His next film comes in 2000, with the further adventures of Ethan Hunt in Mission: Impossible 2. Despite a difficult shoot and clashes with star Tom Cruise, Woo delivers a particularly Zen action film. He orchestrates original, feverish action sequences as always, but with little of the moral and spiritual conflicts of his previous films. Apparently healed by art, the genius cineaste has been substituted by a brilliant craftsman, whose Windtalkers (2002) and Paycheck (2003) don’t deny his finesse and savoir-faire. Sure, to critics for whom cinema only has worth through the auteur theory, this can appear like degradation, but the cinephile open to the diversities of art, this is only a new transition.
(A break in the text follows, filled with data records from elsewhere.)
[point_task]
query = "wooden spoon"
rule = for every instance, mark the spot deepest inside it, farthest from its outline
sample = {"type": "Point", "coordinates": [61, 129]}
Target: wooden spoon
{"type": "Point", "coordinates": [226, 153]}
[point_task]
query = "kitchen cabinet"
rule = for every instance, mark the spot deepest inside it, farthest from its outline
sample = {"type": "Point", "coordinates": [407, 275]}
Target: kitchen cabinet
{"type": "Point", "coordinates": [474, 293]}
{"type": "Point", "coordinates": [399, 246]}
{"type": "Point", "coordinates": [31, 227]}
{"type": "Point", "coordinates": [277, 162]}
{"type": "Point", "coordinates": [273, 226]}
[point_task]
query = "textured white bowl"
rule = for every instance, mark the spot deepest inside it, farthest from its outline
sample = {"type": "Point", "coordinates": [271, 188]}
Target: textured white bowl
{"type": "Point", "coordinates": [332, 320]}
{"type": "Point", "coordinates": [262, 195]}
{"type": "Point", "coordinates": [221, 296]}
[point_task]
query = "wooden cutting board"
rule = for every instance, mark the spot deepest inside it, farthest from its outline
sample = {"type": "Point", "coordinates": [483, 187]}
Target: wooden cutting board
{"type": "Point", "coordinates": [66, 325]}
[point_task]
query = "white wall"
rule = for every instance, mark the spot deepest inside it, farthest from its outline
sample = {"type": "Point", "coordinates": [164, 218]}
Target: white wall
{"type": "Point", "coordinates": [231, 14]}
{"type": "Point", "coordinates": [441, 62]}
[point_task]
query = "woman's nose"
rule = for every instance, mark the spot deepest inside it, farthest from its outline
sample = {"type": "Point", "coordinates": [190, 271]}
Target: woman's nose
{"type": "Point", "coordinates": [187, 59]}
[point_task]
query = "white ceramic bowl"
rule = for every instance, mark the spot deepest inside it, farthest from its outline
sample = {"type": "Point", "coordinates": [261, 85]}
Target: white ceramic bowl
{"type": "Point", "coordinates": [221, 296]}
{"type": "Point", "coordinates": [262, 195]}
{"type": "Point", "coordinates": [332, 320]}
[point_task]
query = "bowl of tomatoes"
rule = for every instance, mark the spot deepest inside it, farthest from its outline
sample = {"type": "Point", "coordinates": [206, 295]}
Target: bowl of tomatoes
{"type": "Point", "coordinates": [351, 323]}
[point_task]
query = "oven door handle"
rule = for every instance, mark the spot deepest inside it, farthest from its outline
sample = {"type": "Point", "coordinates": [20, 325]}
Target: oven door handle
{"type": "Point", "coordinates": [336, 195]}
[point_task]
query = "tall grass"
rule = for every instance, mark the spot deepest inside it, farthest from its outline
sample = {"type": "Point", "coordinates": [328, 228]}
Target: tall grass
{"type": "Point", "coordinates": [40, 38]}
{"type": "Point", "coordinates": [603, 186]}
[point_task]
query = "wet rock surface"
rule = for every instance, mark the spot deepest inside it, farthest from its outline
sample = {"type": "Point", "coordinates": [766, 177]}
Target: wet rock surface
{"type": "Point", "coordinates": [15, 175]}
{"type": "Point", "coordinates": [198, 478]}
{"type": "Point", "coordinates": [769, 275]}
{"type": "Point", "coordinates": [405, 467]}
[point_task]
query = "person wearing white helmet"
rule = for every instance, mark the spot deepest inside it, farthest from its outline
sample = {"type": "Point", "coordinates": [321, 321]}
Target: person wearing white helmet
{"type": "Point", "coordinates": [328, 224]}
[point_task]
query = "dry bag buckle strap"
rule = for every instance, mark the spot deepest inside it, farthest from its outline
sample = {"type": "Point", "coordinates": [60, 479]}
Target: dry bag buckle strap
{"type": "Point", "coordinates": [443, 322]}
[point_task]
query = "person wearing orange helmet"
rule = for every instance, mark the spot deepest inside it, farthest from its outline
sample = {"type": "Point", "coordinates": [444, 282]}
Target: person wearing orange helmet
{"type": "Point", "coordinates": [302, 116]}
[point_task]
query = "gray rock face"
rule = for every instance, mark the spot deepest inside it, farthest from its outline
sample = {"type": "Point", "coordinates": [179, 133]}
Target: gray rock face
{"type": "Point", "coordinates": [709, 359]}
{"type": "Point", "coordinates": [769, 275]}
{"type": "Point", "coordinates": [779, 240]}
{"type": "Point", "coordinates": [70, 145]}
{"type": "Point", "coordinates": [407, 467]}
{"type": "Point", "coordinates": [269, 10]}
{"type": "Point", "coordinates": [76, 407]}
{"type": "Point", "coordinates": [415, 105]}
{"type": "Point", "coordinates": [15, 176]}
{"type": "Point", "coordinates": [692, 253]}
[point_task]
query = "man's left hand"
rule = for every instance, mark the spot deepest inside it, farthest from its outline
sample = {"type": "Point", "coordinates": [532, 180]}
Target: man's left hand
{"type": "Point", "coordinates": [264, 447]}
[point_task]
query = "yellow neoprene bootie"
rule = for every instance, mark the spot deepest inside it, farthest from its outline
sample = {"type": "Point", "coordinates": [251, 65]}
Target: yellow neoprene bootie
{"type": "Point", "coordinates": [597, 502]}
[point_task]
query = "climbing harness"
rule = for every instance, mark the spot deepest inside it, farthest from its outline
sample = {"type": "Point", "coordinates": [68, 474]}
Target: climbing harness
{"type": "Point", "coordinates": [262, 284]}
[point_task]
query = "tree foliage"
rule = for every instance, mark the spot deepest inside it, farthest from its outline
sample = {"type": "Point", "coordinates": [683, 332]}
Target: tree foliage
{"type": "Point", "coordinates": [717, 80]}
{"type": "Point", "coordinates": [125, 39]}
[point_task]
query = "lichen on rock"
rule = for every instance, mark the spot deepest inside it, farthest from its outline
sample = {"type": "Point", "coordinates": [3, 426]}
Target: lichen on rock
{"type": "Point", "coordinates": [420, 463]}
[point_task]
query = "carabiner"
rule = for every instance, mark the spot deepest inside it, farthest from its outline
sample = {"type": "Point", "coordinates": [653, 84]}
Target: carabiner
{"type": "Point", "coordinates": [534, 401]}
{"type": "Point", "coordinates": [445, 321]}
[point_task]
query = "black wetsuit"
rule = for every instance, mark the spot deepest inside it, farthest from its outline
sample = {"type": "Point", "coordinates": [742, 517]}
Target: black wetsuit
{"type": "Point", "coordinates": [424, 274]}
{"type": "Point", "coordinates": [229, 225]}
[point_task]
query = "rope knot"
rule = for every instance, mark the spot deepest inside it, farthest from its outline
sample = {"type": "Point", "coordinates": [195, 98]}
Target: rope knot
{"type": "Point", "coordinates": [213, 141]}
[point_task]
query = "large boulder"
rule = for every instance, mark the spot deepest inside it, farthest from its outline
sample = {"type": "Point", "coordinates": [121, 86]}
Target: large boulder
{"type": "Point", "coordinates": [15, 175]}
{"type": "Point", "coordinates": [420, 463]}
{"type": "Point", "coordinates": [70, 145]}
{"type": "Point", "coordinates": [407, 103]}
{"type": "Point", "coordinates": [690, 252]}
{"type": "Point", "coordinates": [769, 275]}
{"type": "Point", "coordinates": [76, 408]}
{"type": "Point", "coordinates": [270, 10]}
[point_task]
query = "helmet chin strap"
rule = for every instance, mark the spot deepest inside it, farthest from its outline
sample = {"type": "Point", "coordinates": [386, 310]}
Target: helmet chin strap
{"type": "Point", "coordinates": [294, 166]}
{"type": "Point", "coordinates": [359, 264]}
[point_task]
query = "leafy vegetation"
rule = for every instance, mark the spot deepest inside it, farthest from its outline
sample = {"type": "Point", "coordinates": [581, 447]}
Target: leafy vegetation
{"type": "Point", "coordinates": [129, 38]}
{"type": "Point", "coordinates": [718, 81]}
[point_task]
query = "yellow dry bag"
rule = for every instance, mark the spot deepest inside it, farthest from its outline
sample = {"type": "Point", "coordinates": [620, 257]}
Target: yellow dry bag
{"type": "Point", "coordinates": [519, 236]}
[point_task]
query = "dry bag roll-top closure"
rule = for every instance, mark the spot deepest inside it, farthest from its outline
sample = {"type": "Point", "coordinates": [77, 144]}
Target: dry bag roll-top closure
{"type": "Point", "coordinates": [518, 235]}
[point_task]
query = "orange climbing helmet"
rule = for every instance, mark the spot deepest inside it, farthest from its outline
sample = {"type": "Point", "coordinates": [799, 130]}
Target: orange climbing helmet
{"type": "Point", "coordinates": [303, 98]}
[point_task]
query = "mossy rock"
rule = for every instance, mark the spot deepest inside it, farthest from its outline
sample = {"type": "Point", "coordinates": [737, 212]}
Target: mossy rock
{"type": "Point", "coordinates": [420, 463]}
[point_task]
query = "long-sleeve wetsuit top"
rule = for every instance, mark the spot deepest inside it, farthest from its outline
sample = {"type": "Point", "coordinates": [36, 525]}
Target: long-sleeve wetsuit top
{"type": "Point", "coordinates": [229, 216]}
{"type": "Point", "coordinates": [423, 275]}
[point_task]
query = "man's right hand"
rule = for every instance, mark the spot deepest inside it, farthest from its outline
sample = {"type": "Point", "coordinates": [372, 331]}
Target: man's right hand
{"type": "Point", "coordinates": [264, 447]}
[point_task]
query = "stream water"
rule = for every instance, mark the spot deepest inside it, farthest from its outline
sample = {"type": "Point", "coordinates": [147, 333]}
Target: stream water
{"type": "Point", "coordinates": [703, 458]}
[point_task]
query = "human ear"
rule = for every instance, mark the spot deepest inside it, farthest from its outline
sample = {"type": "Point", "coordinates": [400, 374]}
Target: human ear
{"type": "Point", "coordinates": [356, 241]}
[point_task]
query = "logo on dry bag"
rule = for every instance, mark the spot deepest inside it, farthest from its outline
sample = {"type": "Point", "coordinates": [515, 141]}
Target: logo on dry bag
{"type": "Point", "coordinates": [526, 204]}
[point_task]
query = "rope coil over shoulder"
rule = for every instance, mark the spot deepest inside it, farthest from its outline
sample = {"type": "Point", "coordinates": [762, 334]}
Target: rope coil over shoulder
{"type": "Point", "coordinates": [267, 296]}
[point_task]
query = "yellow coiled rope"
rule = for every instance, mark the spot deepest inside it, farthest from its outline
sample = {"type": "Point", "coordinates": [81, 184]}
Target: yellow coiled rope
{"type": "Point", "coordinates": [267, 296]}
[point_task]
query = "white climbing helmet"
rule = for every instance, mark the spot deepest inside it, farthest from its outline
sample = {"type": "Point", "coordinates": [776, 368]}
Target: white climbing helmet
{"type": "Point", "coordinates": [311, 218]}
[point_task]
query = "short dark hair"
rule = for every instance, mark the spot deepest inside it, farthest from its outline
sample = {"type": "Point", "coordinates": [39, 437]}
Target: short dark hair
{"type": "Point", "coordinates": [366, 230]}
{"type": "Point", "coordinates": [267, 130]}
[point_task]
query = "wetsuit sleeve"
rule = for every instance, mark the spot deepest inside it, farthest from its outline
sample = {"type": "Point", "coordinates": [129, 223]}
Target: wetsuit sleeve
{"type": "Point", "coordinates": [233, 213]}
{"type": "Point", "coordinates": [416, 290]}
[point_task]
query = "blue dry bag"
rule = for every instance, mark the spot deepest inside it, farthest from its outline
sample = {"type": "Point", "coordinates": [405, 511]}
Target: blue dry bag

Today’s John Woo is like an old maker of samurai swords whose blades are still sharp but aren’t meant to kill. After confronting the world and himself, it wouldn’t be surprising to see him soon tackle the Grim Reaper itself, a logical and inevitable (all filmmakers get there sooner or later) continuation of what he’s always pursued. So, friend’s advice, don’t miss the next transition, because it risks being, in the image of the others, unforgettable.